I'm a strong believer of being a person who adheres to the saying "You practice what you preach", but I'm also practical in terms of knowing that some people will never change. But I constantly have to hold my tongue when someone tells me something that they don't like, maybe just one thing, because they just do point out your flaws, not only in terms of your habit, but your personality and it drives me insane, especially when the said person has 10000000x infinity flaws of themselves but they just think they're perfect, or perhaps they don't but think that just because you don't say it, there's nothing about them that bothers you. I personally, to these types of sorry excuses of a person, never utter a single word that is negative, I just choose to ignore it, because in my experience, if you're sharing a house with someone, assuming you're not married to them, are only going to be living with them for perhaps a maximum of a year. So, I'd rather just not say anything that would make me regret ever saying some things than to say anything at all. Because in the long run, it's your wellbeing and your reputation that is on the line. 

Sure, they may fabricate lies about you, but if or when confronted, you never feel guilty but rather you'd have a smile on your face because you know how sick of a person they were. Okay, maybe some parts of my writing is fueled by cynicism and also laced with annoyance, but I'm just very honest. I never believe in lying and when I write, my point is to get people to see a different perspective. It's like looking at an object from different angles. You know people are nice, because they say few hurtful things but that doesn't mean they don't think it. 

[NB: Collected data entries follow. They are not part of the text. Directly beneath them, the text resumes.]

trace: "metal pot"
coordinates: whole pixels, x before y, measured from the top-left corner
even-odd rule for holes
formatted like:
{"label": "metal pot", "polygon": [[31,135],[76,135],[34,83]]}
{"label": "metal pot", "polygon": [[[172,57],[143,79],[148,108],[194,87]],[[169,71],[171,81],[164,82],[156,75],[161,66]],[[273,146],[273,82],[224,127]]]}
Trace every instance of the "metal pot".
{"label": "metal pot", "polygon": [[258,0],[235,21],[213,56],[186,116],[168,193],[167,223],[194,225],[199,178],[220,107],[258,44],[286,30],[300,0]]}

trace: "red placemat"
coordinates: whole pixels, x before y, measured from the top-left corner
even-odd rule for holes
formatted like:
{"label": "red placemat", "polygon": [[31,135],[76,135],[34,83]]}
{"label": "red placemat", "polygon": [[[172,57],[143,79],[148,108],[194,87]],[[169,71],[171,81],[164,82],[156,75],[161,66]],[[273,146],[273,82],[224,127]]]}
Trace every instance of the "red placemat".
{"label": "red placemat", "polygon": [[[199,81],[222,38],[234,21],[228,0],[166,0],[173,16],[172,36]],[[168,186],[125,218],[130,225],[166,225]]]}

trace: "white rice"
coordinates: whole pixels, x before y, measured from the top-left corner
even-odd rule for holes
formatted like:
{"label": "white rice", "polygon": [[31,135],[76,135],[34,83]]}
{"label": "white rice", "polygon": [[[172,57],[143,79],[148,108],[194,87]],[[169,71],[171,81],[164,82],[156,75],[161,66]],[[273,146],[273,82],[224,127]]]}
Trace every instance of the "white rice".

So, I leave for you Machiavelli's advice on being nice. I very much agree with his ideas, do watch this short video to attain a slightly different perspective on being nice. Key note: Know the evil but don't associate yourself with the evil, twist the perspective but never have that outlook on life. Your mirror image does not have to be pure although your intentions are pure. Treating someone with goodness when they are in fact devious, does not prove you are a better person, you are good, without having to prove it, but counteracting their devious feats are what would make you successful and dissociating yourself from their annoyance will grant you freedom. Often times, it's not ignoring or shutting yourself from them, but for me, I suppose I have a different approach, I know the person that is terrible is for a fact just terrible and unkind, but I don't treat them unkindly, I just choose to not discuss matters that are personal to me or let them speak to me in ways that I don't like, by training them psychologically, yes, you can condition people and I do that all the time. It's not being cunning if anyone's wondering, it's being tactical. At the end of the day, it's your well-being that matters and of course, being nice will help you sustain that but NEVER let anyone step all over you. Learn from your lessons, never have to go through them twice, EVER.